The white leather ball looked like a perfect shot, for all of two seconds. If there had been a crossbar it was even odds whether it would have hit it or sailed perfectly in through the corner. The problem was that with jumpers for goalposts there wasn’t actually a post, or a crossbar, so the ball continued to shoot through the air and vanished through a hedge in a shower of leaves, dislodging a particularly peeved pigeon.
“Bollocks,” said John, who – at the ripe old age of eight, had mastered the dark art of swearing. “I’ll go get it.”
“No!” cried Rob, at the head of a triangle of other, suddenly bashful and ashen-faced kids.
John turned, mid step and nearly fell over. That ‘no’ had been particularly forceful.
“Why the bollocks not?” that was the trouble with swearwords, when you mastered one you felt the need to use it all the time.
“Ol’ Mr Gaiman lives there!”
“So?” John was genuinely confused.

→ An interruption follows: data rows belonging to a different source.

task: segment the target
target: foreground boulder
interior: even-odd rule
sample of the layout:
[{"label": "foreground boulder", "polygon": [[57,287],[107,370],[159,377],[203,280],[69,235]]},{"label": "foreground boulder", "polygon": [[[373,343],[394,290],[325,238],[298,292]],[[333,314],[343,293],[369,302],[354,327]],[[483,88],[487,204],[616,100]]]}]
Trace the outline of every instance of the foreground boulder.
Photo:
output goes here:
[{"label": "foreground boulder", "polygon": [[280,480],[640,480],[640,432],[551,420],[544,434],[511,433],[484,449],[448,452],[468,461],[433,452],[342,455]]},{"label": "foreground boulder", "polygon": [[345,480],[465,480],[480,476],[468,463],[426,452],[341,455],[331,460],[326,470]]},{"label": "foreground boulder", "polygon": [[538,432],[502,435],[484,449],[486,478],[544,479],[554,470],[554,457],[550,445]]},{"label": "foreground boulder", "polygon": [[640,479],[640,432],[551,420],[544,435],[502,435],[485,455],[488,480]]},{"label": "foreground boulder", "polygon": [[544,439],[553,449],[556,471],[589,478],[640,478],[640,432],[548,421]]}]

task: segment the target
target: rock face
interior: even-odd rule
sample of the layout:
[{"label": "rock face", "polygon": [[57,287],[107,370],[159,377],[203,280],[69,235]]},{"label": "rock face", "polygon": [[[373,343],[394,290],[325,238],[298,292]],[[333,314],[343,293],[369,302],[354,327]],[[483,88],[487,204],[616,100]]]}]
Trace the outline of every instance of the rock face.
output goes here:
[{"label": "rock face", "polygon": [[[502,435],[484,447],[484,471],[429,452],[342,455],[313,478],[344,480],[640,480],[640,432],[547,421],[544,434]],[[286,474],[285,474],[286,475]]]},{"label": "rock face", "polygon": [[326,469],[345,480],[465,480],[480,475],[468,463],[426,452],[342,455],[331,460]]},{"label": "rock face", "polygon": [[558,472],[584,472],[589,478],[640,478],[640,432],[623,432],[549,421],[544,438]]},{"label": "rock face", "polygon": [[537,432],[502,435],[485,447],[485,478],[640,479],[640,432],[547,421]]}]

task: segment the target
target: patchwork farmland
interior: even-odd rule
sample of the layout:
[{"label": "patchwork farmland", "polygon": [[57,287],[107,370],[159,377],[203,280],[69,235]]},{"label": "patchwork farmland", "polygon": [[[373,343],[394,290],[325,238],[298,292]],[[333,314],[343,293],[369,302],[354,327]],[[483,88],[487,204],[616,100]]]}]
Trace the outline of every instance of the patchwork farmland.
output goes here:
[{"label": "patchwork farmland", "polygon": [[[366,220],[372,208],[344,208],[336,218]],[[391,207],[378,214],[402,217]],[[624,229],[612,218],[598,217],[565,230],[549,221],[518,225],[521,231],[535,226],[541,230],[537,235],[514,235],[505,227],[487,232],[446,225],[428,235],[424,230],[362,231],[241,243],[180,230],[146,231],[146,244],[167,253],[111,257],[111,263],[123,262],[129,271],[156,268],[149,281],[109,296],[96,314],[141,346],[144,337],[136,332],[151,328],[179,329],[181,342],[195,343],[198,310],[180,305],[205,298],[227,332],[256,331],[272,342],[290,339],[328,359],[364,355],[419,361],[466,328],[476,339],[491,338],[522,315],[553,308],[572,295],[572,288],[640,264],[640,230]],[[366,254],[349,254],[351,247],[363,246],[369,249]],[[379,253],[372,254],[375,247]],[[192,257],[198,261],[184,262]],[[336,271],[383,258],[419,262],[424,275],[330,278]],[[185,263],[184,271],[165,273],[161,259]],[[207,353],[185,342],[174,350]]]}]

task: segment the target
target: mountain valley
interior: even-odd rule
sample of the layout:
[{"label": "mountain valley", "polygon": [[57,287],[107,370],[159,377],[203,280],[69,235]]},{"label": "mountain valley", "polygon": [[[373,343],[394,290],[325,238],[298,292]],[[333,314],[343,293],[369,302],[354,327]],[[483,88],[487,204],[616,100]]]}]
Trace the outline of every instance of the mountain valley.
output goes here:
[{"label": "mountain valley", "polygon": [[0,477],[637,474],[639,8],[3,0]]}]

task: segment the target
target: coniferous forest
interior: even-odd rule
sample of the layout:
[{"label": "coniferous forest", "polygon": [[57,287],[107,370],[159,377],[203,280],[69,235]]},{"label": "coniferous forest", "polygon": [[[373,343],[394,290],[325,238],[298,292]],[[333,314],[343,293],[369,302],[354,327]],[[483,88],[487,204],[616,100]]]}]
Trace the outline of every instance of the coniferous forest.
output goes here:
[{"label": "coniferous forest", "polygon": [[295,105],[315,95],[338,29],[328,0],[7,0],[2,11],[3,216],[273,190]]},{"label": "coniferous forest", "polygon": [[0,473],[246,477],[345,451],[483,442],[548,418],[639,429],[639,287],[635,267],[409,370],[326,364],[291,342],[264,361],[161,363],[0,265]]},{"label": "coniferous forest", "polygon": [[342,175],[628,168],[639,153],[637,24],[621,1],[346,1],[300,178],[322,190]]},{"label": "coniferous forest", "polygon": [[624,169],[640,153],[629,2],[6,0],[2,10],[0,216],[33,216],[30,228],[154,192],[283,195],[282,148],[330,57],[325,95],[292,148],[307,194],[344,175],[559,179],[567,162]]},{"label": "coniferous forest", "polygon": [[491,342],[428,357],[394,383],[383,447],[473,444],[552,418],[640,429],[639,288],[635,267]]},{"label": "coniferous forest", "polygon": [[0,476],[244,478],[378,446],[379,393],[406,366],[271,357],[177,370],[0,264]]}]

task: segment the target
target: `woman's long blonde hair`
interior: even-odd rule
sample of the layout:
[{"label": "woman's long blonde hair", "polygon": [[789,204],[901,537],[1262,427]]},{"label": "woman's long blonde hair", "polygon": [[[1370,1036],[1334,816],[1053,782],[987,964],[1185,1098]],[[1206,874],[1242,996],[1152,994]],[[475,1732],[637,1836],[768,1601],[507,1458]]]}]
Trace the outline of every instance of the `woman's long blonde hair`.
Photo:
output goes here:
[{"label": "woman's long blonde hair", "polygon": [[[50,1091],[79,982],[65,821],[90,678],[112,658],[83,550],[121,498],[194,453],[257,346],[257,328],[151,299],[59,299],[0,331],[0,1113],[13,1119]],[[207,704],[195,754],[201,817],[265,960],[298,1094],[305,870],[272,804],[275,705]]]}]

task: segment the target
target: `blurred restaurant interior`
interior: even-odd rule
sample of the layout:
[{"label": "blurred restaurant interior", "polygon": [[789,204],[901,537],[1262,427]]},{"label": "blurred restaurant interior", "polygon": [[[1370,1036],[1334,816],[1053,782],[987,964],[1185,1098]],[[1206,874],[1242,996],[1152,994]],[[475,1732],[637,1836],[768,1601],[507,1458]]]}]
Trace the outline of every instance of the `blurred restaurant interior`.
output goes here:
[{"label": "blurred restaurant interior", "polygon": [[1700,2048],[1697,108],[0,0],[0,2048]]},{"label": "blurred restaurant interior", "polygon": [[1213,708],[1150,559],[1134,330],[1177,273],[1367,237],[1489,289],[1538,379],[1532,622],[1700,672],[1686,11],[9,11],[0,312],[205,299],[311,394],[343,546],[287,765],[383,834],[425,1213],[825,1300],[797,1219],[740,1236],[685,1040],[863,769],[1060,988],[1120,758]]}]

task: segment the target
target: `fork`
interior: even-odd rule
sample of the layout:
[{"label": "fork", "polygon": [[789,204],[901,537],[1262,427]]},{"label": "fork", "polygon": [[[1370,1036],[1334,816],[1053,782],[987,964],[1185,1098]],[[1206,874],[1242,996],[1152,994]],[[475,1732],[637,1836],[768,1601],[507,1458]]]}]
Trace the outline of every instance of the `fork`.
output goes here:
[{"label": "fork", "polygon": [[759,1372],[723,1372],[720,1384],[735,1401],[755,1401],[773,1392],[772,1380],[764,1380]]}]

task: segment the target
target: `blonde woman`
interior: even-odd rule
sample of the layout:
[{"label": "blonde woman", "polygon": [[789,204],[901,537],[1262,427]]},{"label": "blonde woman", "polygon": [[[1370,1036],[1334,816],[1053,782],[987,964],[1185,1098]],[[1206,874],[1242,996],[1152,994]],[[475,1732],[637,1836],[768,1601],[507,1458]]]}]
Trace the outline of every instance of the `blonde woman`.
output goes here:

Maybe they’d come up with this silliness while his mum had him at her house for the first half of the summer.
“He’s a monster!”
“No such thing as monsters.” His dad had told him so and his dad worked in a pub, so he knew things.
“He is one! He’s a witch with crazy grey hair, and he talks funny, and he has a human-skin jacket and he’s married to a banshee!”
“A what?”
“It’s an Irish ghost, only this one’s American. Anyone who hears her singing, dies!”
“Bollocks,” said John, again, though it was more heartfelt this time.
“No, it’s true! Toby’s nan kept complaining about her singing all the time, calling her a banshee, and then she died.”
“Of an anti-rhythm in her brain!” offered Toby, helpfully from behind Rob’s legs. He was only four. “Though dad said it’s just because she was angry all the time…” he trailed off, less helpfully.
“And the first week of summer break,” Rob continued. “Luke lost his toy plane over there and went looking for it and nobody saw him again.”
“Didn’t the police come?” John hesitated by the gate to the Gaiman house, hand on the handle, feeling a little unsure.
“He paid them off with his book money to leave him alone! Please, don’t go in there!”
“Nah, it’s bollocks.” John stuck out his chin – you had duties being the big kid – and in he went.
***
“And that,” said Ol’ Man Gaiman, picking young, delicious meat from his teeth with shards of the broken dreams of lesser writers. “Is where I get my ideas.”